Dar testemunho sem buscar aplausos
O Santo Padre expressou alegria pelas experiências autênticas vividas pelos jovens nas paróquias, nos oratórios e nas associações, mas os advertiu a não esperarem reconhecimento fácil. “Não esperem que o mundo os acolha de braços abertos”, afirmou, lembrando que “a publicidade, que precisa vender algo para consumir, tem mais audiência do que o testemunho, que quer construir amizades sinceras”. Por isso, exortou-os: “Ajam com alegria e perseverança, sabendo que, para mudar a sociedade, é preciso antes de tudo mudar a nós mesmos”. Em seguida, o Papa explicou que a palavra “santa” tem a mesma raiz da palavra “sã” e que, se realmente quisermos ser santos, é preciso começar com uma vida sã e nos ajudar mutuamente a evitar aquelas situações que, infelizmente, marcam a vida de tantos jovens, como as dependências:
“Somos testemunhas, e os verdadeiros amigos são aqueles que acompanham e podem realmente oferecer uma vida sã, porque todos somos santos. E isso também depende de vocês. Não tenham medo de assumir essa responsabilidade. Quem vive de verdade é quem vive com Deus, autor e salvador da vida. É assim que todos podemos ser santos nesta vida!”
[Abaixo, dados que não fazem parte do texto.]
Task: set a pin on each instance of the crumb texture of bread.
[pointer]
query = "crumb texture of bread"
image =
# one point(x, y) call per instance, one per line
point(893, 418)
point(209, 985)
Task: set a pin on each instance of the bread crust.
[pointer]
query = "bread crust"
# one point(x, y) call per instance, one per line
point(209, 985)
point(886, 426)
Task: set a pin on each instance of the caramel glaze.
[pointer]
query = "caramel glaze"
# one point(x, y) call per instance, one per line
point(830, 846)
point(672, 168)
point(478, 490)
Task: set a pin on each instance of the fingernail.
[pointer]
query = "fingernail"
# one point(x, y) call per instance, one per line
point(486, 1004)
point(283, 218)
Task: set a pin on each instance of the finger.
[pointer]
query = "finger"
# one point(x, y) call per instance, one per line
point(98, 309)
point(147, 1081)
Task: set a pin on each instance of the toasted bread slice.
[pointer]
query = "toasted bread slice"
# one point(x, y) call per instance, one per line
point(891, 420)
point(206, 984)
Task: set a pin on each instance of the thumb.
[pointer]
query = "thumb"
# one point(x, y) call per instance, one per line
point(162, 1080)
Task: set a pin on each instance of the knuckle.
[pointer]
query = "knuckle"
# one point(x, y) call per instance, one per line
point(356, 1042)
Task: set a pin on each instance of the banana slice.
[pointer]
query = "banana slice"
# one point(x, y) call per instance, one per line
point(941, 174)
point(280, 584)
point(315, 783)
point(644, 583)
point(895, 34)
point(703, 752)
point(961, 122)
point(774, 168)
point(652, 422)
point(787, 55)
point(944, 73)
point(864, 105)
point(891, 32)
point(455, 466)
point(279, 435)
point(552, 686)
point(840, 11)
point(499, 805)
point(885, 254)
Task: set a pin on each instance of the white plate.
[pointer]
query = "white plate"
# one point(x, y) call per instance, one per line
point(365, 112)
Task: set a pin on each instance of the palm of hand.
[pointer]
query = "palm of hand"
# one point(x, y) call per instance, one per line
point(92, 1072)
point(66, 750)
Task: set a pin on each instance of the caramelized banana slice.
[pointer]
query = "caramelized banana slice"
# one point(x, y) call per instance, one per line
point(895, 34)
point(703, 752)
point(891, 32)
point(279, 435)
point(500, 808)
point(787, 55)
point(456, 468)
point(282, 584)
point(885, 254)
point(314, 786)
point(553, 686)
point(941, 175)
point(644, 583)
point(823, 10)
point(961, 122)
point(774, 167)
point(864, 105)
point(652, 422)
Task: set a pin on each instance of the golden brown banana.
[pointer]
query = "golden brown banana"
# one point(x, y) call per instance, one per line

Leão XIV também saudou os jovens que acompanharam o encontro na Praça São Pedro (@Vatican Media)
A oração rompe as correntes
Respondendo ao desejo dos jovens de saber o que fazer de concreto para romper as “correntes” que aprisionam, Leão XIV foi claro: “Antes de tudo, rezar”. Definindo a oração como um gesto profundamente real e transformador: “Este é o ato mais concreto que o cristão realiza para o bem de quem está ao seu lado, de si mesmo e do mundo inteiro”.
A oração, explicou, “é um ato de liberdade, que rompe as correntes do tédio, do orgulho e da indiferença”. É Deus quem acende o fogo de um coração ardente, especialmente quando o cristão O encontra na Eucaristia, no Evangelho e nos Salmos, tornando-se capaz de ser “luz do mundo e sal da terra”.
O verdadeiro bem como dom
Ao concluir, o Papa convidou os jovens a olharem para os santos como testemunhas de verdadeira liberdade:
“Não se trata de realizar esforços sobre-humanos, nem tampouco de fazer de vez em quando alguma obra de caridade: trata-se de viver como homens e mulheres que têm Cristo no coração, O escutam como Mestre e O seguem como Pastor. Olhemos para os santos: como são livres! Juntamente com eles, sigamos adiante no caminho, sabendo que o verdadeiro melhor da vida não pode ser comprado com dinheiro nem conquistado com armas, mas pode ser doado, simplesmente, porque Deus doa a todos com amor.”